Mas talvez para ela não seja bom ficar sabendo. Você tem que se colocar no lugar dela. E, similarmente, as pessoas dizem: “Bem, acreditamos na democracia, então vamos introduzi-la à força neste país”. Novamente, essa é uma espécie ruim de Regra Dourada.

O que precisamos fazer é muito tema de casa em política, descobrir de onde vêm as pessoas com quem estamos lidando, qual a sua dor, o que as levou à posição na qual se encontram no momento, qual sua história, quais são, não apenas suas crenças econômicas e sociais, mas também suas crenças religiosas e éticas e quais seus temores, e agir de acordo com o máximo de inteligência e criatividade de que formos capazes. Portanto, é de fato um difícil exercício.

Confúcio disse: “Cada ato de compaixão é individual”. E ele requer que você se posicione e pare de dizer: “Bem, é disso que eu gosto – então, aplique”. Apenas aceite que sempre haverá erros, sempre haverá defeitos e nunca teremos feito o suficiente. Mas, a não ser que coloquemos isso em pauta, provavelmente iremos falhar enquanto espécie.

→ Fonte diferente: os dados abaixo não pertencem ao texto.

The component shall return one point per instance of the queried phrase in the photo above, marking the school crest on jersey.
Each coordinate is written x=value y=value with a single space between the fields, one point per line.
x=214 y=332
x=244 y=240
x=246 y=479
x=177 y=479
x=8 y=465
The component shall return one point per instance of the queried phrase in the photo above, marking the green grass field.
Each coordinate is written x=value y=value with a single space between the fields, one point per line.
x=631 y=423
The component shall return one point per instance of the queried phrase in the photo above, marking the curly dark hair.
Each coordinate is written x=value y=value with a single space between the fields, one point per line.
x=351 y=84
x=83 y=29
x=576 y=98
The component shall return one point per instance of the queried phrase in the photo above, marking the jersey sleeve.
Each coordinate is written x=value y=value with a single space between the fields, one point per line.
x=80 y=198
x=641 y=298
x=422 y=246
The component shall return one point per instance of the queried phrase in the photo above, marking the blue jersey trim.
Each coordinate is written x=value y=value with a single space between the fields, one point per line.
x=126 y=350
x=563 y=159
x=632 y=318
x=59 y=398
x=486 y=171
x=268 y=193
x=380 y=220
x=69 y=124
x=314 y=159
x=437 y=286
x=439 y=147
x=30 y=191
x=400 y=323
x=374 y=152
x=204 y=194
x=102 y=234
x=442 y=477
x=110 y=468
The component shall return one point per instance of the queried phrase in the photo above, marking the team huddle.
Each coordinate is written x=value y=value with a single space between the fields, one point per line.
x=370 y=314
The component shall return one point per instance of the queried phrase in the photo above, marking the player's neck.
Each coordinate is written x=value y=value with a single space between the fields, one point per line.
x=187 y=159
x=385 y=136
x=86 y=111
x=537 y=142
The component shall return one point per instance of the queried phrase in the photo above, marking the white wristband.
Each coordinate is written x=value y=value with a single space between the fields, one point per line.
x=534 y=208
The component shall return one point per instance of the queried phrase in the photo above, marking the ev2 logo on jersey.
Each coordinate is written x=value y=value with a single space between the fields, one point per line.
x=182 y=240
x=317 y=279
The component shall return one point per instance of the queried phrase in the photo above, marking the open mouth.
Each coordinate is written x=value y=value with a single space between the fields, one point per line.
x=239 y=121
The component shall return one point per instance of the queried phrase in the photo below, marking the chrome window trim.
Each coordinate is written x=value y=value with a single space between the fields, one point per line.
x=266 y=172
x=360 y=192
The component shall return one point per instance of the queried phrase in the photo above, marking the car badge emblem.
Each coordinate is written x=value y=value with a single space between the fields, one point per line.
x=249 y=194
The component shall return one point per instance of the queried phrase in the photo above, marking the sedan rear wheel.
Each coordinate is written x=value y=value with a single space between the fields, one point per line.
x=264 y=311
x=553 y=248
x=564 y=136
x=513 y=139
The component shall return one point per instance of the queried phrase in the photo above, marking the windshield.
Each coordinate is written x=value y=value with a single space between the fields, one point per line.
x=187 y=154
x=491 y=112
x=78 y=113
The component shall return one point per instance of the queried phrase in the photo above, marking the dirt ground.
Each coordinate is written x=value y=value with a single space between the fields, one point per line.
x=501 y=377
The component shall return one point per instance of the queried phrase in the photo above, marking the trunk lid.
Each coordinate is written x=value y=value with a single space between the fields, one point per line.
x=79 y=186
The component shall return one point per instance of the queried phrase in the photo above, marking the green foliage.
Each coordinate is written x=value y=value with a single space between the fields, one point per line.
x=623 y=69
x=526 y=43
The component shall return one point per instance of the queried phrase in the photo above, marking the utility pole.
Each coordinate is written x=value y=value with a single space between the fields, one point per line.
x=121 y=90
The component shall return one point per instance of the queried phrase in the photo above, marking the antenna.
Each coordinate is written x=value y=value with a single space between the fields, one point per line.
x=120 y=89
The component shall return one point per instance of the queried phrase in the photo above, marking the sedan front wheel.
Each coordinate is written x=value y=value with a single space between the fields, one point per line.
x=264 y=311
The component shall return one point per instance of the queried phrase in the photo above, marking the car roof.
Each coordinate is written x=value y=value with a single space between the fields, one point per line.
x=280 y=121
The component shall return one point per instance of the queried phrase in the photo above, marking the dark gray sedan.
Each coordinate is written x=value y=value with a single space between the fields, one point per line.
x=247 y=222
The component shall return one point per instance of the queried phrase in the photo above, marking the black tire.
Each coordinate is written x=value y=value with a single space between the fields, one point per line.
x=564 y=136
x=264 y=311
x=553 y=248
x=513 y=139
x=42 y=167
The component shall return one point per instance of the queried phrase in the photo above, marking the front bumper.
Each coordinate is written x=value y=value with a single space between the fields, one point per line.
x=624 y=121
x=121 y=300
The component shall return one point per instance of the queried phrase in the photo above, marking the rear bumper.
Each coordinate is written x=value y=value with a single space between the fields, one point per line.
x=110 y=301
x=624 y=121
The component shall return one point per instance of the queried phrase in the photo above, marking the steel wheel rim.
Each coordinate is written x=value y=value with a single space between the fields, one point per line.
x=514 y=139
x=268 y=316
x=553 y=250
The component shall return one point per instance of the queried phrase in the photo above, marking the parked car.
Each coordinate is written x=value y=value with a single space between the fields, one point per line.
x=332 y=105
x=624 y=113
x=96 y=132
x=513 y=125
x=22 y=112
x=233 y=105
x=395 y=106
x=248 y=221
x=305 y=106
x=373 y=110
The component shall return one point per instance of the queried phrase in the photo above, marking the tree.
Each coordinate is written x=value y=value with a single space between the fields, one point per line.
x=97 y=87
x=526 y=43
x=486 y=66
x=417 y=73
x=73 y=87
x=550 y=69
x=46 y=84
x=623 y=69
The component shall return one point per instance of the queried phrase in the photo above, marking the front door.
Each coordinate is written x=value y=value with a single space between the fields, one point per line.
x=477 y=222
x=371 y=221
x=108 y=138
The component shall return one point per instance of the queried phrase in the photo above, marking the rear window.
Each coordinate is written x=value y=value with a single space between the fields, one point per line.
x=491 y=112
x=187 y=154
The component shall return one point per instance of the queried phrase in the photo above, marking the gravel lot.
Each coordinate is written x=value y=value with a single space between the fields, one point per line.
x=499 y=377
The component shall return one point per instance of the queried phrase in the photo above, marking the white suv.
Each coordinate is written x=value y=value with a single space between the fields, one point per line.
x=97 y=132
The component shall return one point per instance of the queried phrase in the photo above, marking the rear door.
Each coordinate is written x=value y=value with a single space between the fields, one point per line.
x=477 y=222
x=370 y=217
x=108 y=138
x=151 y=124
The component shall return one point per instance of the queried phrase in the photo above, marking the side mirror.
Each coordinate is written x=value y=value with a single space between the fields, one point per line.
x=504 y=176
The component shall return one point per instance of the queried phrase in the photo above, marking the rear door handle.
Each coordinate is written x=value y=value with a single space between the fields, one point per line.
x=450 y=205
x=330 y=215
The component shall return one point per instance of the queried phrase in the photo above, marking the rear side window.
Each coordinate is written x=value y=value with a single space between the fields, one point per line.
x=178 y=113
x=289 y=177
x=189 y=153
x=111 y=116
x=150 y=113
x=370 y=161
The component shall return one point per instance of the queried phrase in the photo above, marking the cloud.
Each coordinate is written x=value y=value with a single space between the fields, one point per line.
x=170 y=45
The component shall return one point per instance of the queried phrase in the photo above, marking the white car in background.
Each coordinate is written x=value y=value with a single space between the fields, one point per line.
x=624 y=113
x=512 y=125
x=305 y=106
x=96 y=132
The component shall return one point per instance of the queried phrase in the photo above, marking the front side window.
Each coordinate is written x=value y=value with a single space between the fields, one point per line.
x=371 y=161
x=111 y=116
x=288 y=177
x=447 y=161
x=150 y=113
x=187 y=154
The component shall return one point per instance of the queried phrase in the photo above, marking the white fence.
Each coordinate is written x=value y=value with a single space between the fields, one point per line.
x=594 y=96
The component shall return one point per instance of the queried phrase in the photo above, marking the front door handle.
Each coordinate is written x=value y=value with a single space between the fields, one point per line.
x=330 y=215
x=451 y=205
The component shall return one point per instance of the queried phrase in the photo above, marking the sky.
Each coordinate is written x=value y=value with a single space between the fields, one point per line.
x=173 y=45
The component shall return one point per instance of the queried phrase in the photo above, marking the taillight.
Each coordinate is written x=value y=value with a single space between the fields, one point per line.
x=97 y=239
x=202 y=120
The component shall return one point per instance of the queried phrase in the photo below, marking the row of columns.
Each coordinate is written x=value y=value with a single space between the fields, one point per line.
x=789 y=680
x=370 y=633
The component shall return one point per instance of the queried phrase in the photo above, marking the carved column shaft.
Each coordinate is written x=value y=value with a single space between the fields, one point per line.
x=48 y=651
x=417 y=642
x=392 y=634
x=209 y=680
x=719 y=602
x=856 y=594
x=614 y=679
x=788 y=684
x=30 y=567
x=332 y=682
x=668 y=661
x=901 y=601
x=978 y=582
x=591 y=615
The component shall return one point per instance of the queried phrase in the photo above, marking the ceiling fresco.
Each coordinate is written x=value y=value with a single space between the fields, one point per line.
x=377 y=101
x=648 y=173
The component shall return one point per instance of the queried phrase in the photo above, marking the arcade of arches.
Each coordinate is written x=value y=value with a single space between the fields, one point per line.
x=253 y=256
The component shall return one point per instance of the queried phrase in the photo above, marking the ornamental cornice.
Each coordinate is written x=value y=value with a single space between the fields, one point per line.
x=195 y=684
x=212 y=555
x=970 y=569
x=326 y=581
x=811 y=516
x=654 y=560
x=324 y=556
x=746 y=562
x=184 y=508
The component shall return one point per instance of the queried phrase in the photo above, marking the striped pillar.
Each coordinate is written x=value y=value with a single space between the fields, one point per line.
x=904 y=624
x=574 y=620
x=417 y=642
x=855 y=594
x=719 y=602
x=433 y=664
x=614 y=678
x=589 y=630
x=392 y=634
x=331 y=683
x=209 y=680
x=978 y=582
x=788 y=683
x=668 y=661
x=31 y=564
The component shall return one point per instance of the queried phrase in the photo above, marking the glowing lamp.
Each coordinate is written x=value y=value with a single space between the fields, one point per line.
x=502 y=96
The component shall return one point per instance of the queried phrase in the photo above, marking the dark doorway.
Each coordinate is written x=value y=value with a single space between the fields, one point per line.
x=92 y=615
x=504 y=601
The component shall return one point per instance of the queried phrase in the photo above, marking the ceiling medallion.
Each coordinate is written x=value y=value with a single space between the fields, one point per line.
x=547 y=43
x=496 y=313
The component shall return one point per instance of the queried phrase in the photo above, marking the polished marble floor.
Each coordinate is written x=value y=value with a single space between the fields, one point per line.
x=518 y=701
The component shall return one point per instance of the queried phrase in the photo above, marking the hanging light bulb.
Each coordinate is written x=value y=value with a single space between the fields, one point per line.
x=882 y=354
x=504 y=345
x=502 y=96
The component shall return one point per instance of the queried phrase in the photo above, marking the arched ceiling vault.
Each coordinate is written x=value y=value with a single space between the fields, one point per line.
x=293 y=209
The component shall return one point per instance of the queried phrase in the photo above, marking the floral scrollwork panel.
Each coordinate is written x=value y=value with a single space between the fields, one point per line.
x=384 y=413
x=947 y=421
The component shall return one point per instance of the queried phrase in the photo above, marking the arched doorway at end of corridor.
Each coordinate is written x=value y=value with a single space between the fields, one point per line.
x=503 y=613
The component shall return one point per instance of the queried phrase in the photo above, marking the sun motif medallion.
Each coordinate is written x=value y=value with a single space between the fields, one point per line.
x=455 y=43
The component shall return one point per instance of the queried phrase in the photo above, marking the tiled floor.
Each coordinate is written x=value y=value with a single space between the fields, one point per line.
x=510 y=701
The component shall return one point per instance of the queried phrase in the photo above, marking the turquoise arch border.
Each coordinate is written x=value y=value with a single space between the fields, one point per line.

Creio que a comunidade é a forma pela qual nos tornamos humanos. Completamente humanos. Volto a Confúcio, que é um dos meus favoritos, pois ele não teria entendido, digamos, um asceta hindu, que vai para a floresta procurar a iluminação sozinho.

Confúcio disse: “Tornamo-nos humanos interagindo uns com os outros”. E Comte estava certo ao dizer que, para que os seres humanos convivam enquanto sociedade, nós precisamos ceder, não podemos simplesmente fazer o que quisermos.

Temos que aprender a colocar, de vez em quando, as necessidades do grupo antes das nossas. Se não tivéssemos desenvolvido isso nas brumas dos tempos, provavelmente, enquanto espécie, não teríamos sobrevivido. Já que, enquanto indivíduos, éramos muito frágeis, se comparados aos outros grandes predadores da época.

Mas com nossos grandes cérebros e trabalhando em equipe, compensamos isso. Portanto, em primeiro lugar, a família é onde crescemos, a família é a escola da compaixão. Porque, em uma família, diariamente você tem que perdoar algo, diariamente você tem que se colocar no lugar de outro de alguma forma. Você também, dessa forma, aprende como outros podem machucá-lo e que você deve aplicar isso e dizer: “Não farei isso com outra pessoa”.

Para que a família se mantenha unida, deve haver uma medida de compaixão e altruísmo e o mesmo vale para o resto do seu caminho. Mas isso é o que nos torna humanos. Sócrates teria dito o mesmo, ele não ficava pensando apenas em si, ele sempre falava com os outros para entender o que pensava.

Creio que em vez de ver os outros como irritantes, até as pessoas ou os povos de que não gostamos, como irritantes, devemos vê-los como uma forma de engrandecer nossa própria humanidade. É a forma pela qual podemos nos livrar do egoísmo que temos em nossos corações e adotar os horizontes mais amplos que são necessários ao mundo de hoje.